カカシ先生は激しく動きまわるようなことはしないが全く動かないわけではない。
上忍の強い力で振りまわされ肩が脱臼するかと思った。
被害を被ったのは俺だけではない。
カカシ先生の殺気とガイ先生の熱気に何事かと駈け付けた暗部も尽く殴られたり蹴られたりしていた。

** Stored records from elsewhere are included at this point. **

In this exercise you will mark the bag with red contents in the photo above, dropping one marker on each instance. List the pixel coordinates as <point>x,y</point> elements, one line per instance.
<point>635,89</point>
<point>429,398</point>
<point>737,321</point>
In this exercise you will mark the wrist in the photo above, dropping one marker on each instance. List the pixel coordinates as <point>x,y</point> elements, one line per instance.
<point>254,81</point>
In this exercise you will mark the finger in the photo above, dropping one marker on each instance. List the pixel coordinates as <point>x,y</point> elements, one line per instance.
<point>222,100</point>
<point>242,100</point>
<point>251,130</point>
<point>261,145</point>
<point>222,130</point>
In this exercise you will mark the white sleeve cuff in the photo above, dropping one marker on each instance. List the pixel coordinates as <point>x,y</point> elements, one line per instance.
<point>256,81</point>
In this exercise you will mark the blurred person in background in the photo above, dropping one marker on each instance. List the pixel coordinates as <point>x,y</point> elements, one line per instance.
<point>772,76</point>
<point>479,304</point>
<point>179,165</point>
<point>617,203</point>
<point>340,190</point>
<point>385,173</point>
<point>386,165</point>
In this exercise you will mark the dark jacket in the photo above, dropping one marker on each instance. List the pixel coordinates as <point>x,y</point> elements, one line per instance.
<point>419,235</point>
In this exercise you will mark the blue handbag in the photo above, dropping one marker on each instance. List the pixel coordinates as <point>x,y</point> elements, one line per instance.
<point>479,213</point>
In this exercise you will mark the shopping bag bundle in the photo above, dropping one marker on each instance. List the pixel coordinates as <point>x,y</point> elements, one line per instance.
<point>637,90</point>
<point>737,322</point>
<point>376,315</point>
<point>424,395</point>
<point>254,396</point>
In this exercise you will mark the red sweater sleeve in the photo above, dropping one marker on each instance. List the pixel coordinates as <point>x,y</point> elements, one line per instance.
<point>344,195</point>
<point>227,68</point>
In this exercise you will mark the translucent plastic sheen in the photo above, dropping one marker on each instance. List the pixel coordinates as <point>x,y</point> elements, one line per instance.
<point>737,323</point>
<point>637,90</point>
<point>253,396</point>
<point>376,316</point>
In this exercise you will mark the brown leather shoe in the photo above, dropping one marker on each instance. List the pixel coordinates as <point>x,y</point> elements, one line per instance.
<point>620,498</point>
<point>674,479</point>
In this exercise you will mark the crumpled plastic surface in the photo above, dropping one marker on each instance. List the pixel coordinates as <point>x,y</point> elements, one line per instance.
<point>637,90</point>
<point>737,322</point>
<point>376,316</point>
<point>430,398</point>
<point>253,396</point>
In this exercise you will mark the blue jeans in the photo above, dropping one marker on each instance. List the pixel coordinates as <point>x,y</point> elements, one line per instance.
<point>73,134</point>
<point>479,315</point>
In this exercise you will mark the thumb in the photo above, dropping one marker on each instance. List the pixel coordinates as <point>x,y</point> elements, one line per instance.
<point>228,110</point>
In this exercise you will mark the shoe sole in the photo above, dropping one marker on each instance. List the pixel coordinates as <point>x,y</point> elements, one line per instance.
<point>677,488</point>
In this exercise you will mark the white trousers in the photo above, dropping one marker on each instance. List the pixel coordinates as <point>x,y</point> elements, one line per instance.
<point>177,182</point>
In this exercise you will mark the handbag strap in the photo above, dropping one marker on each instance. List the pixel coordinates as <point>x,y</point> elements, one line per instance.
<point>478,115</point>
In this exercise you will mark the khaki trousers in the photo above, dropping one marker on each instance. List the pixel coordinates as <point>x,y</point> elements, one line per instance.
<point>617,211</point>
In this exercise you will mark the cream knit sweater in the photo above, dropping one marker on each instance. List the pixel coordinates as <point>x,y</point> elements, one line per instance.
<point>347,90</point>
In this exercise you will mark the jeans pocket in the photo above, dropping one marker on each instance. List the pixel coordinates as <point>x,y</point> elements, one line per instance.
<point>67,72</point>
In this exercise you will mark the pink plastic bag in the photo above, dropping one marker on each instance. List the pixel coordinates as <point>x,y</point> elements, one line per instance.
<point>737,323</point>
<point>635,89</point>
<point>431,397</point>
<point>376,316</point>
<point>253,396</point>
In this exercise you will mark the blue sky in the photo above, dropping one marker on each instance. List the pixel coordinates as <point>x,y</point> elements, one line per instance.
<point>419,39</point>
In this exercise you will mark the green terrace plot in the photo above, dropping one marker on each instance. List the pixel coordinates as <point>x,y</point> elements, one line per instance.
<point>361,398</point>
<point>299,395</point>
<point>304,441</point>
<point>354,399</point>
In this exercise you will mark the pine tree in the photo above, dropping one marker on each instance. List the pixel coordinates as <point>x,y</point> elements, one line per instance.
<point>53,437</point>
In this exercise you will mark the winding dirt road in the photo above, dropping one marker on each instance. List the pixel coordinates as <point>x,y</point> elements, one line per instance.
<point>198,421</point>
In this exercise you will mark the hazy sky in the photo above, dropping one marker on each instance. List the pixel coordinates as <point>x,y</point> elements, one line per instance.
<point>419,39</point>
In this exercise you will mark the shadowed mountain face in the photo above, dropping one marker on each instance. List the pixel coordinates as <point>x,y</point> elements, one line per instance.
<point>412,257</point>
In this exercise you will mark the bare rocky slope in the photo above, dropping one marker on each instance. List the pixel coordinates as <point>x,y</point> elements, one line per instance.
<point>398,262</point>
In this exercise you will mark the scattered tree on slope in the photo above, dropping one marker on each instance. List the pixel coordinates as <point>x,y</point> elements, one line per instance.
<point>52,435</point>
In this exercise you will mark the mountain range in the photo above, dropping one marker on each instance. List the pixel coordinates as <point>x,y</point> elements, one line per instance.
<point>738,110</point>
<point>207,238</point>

まるで木の葉のように吹っ飛ぶ先鋭部隊に、事態はますますとドロ沼化していった。
もう駄目だ。
気を失いそうになったとき、救世主が現れた。
「おまえらいい加減にしろ!!!」
木の葉のジャイアン、アスマ先生だ。
アスマ先生はカカシ先生をパシらせるほどの権威の持ち主だ。
普段は嫌な奴でもいざという時にはすこぶる頼れる男、俺は藁をも掴む気持ちでアスマ先生の出方を待った。
「イルカがびびってるだろ!!!」
その一言でカカシ先生の動きが一瞬止まった。
驚いたように俺を振りかえる。
多分、カカシ先生はガイ先生の出現に俺の存在を忘れていたのだと思う。
「あ」
目を見開くカカシ先生の後にガイ先生が見えた。
「ガイ!!よせ!!」
アスマ先生が叫ぶより早く、ガイ先生の左足がカカシ先生の延髄に決まった。